Finding What Matters: Recommender Systems for Identifying Safety-Critical Flight Patterns
When a serious aviation safety incident occurs, the stakes are high—the lives and trust of the passenger community are on the line. As the FAA and airlines recover from these incidents, one of the hardest questions to answer quickly is whether the event was an isolated anomaly or part of a larger systemic risk requiring immediate action. To address this question, industry and government safety analysts often use manual, rule-based approaches to determine if there is a larger systemic risk. While effective, this approach is slow, costly, and poorly suited to uncovering systemic issues or complex hazards not linked to known incidents.
To address the inefficiencies and costliness of the process, MITRE developed an analysis tool that combines a Flight Foundation AI Model with recommender system technology to identify similar portions or segments of flights. The MITRE developed model generates shared representations, or embeddings, of flight segments that can support a variety of tasks such as anomaly detection and classification. In this project, the model serves as the foundation for an aviation recommender system—AI tools designed to help users discover content they are likely to find relevant (e.g. movies, products, music).
In MITRE’s application, the recommender system helps safety analysts quickly find flights that are likely to be relevant to their investigation. Just as songs belong to albums by specific artists within a genre, flights operate within fleets under distinct airline procedures and FAA regulations. These procedures and regulations provide operational context and shape the behavior seen in flight data, much like how an artist’s style and musical influences shape their music. By selecting an example flight segment, such as a missed approach or an unusual turn, this unique MITRE-developed technology can quickly identify similar flights across massive datasets of multivariate time-series data. This means analysts can quickly determine if an issue is systemic, or just a one-off.
One advantage of MITRE’s design is that analysts can use the tool to select the portion of a flight leading up to a known safety event as the exemplar. It shows them if similar flights resulted in an incident or not. This information provides analysts knowledge of increasing risk in the national airspace and provides air traffic controllers and airlines time to mitigate them prior to an incident. Over time, this capability can also help analysts identify contributing factors and distinguish between patterns that lead to safety events and those that do not.

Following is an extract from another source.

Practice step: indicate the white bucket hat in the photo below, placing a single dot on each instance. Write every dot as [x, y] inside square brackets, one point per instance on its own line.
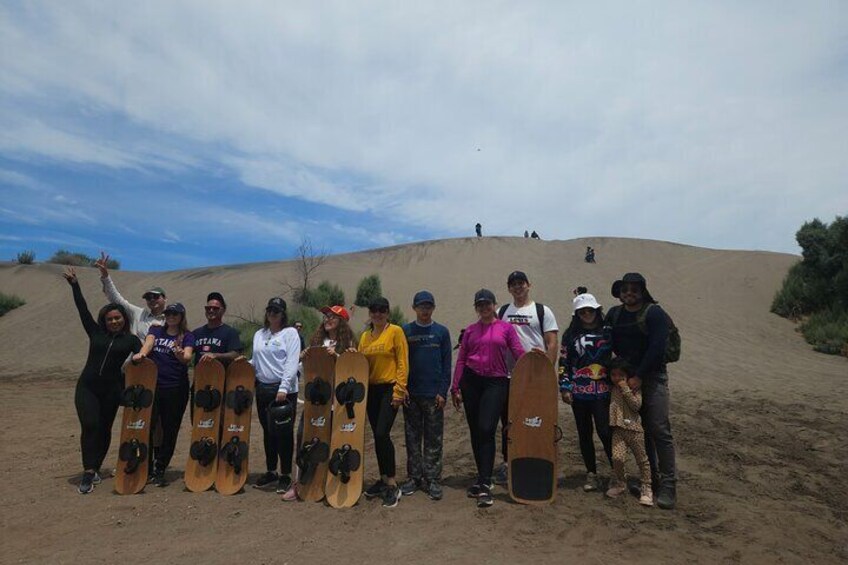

As aviation safety enters a new era powered by AI, tools like MITRE’s recommender system are helping to build a safer and more resilient national airspace. This technology supports a shift toward proactive and data-driven safety, making it possible to identify and address risks before they lead to incidents. While initially developed for aviation, the underlying approach has broad potential for any domain that relies on time series or trajectory data. From border security to automobile traffic analysis, operators, manufacturers, and government agencies can all benefit from faster insights and earlier detection of emerging issues.